Published in final edited form as: Nat Ecol Evol. 2017 Jul 21;1(8):1074–1083. doi: 10.1038/s41559-017-0229-0

Figure 2. Estimates of effect sizes and their impact on the power of differential methylation analysis.

Figure 2

(A) The maximum percent difference in mean DNA methylation levels between two sample groups (y-axis), for selected percentiles of sites (x-axis, ranked from smallest to largest percent difference) in reanalyzed data sets (Table 1) with binary predictor variables. Mean differences are based on raw values, without correction for covariates. We show the largest percentiles here because those effects are most likely to be detected and of interest. (B) Power to detect differentially methylated sites at a 5% FDR in simulated RRBS datasets (sample size is plotted on a log scale). The magnitude of the effect of interest on DNA methylation levels (x-axis) is represented as the proportion of variance explained. (C) In a small ant data set (n=8), site-by-site analyses are underpowered to detect differential methylation between reproductive phase (blue dots) versus brood care phase (yellow dots) individuals, but PCA separates samples by caste (t-test for PC 3, which explains 21.7% of the overall variance: p = 0.022).

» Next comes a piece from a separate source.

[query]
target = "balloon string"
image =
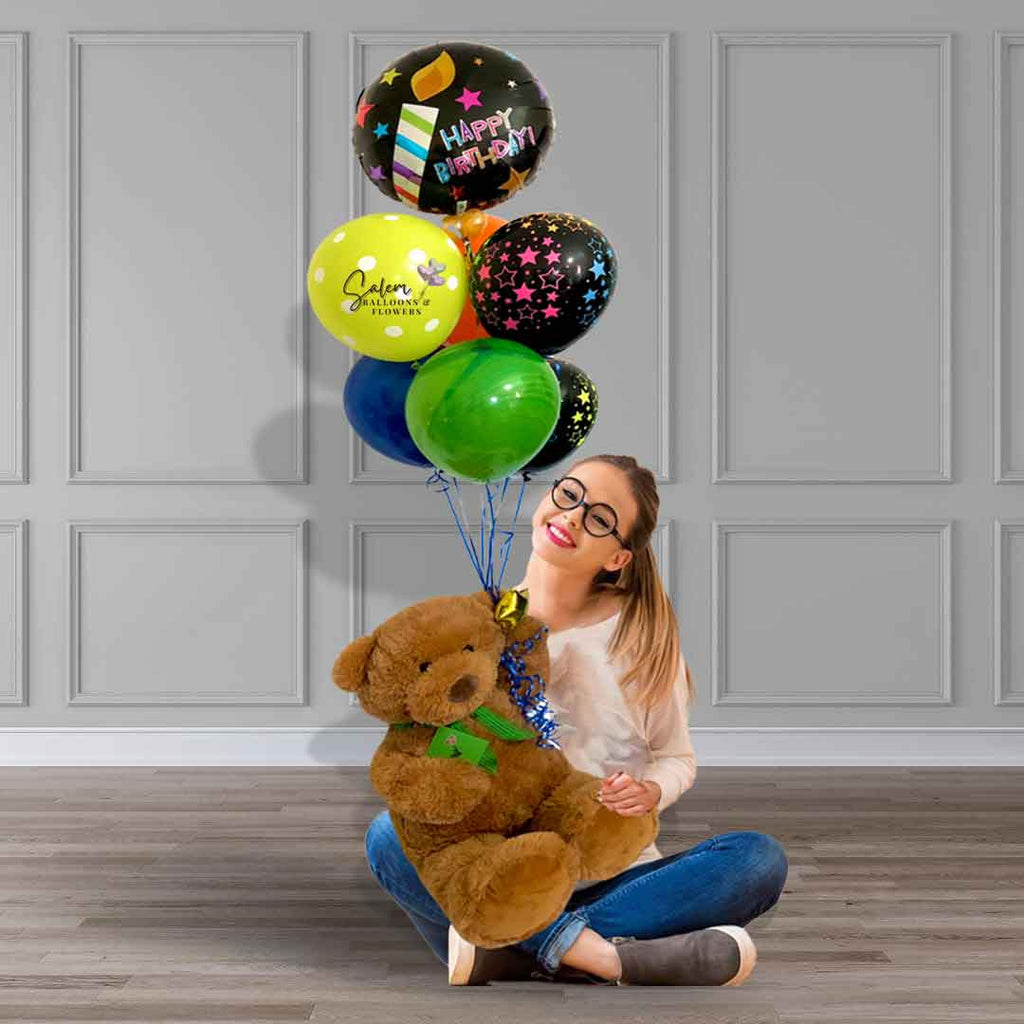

In 1000 permutations, only 8.8% of permutations separate as cleanly on any of the first five PCs, suggesting that the original analysis was power-limited. Whiskers on boxplots represent the values for the third and first quartiles, plus or minus 1.5× the interquartile range, respectively. (D) The sample size and mean read depth combinations required to achieve 25% power (i.e., detect 25% true positives) in simulated RRBS datasets, for 3 different effect sizes. Increases in read depth do not affect power beyond ~20× coverage, and sample size or effect size increases always increase power more (Supplementary Figure 5).